It is a time of celebration and healing for the Kalahari Bushmen people in ancient Africa. The moon is dark tonight, but the heavens are not. The dome of the sky scintillates with a thousand flickering stars. Booming drums resound through the archaic night; the ceremony has begun. The tribe will dance around the towering fire until the sun returns from its sleep. Two warriors shake spastically, their faces solemn, yet blissful. A young girl makes ornate, sweeping gesticulations with her hands and chants a hypnotic pattern of three ethereal notes. Walking among the assembled crowd, a venerable elder lays his tingling hands on those in need of healing. The dancers are not following formal steps, but are willingly opening themselves to the unpredictable spirits of life. Their whirling bodies are portals to the sacred world of ecstasy.
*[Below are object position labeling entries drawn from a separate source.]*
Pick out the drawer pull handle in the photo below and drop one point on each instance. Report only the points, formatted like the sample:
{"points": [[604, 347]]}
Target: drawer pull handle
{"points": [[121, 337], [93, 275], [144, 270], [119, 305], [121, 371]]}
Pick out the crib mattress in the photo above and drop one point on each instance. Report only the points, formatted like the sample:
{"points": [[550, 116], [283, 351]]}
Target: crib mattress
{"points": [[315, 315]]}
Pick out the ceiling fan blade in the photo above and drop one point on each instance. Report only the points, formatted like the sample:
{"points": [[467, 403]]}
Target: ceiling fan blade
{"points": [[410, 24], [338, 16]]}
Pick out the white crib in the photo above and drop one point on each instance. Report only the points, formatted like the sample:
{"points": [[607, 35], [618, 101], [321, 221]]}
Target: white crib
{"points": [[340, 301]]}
Both the modern and ancient dancers shake in sometimes gentle, sometimes frenzied movements. Burning through the veil of ordinary life and consciousness, they climb the ropes to the heavens to communicate with their ancestors and guiding spirits. Participants in this most primordial of rituals feel powerful waves of energy pulsate throughout their minds and bodies. Convulsing in paroxysms of delight, they touch each other to share precious healing vibrations and to restore balance to the world. Their awareness soars and expands. They see visions of both terrible and beautiful spiritual beings. In the full throes of ecstatic trance – part of the human birthright – they see beyond common appearances into the iridescent essence of life. Their mystical experiences occur in a realm language and thought cannot touch. And what the outside observer might call demonic possession is for them the influx of rapturous life energy and blessed spirits.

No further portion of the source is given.